Guiding Your Clients through Your Service
Probably the most important part of your sales chat is being honest with your client about what you cannot do for them. Examples of things you cannot do would include, writing a diet plan meal by meal (unless you are a dietician) and diagnosing an injury unless you are a medical professional. I would also be wary of prescribing anything!
Limitations in your service give you a massive opportunity to refer to your own referral base. This is where it is great to team up with a nutritionist, chiropractor, physiotherapist and so on, to form your team. If you do this, then you can concentrate on being a leader in your field and you can start to refer to other leaders in your field.
The knock-on effect of daring to refer, is that you will also be in the best place to prove that you are about the client achieving their goals, and not about the money. This is something that Personal Trainers I have met through the years seem very touchy about. They do not like selling because they are not in it for the money.

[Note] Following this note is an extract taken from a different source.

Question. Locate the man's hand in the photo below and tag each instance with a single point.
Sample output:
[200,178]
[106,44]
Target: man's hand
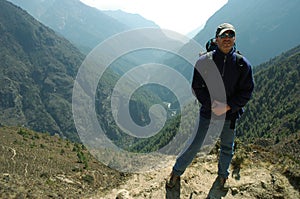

Here are the tips I would give for you on guiding a client to your limitations –
1. Have a referral source to help clients get a rounded approach to their goals
2. Don’t be afraid to say you are not the most important component of what they are about to achieve
3. Have all the relevant leaflets, business cards and hand outs of the referral sources
4. Offer to accompany them to see the other specialists, so you can get a better idea of what your role will be in the process.
5. Let people know that they don’t have to take your advice, and you are happy to train them as long as they understand the limitations to what you can achieve alone
By showing people that you care enough to get them in front of whoever it takes, even if it is detrimental to your product, is a great way of proving you are trying to help them. It is hard to create opportunities to show that you are the one that should be trusted, so when you get them, grab them with both hands.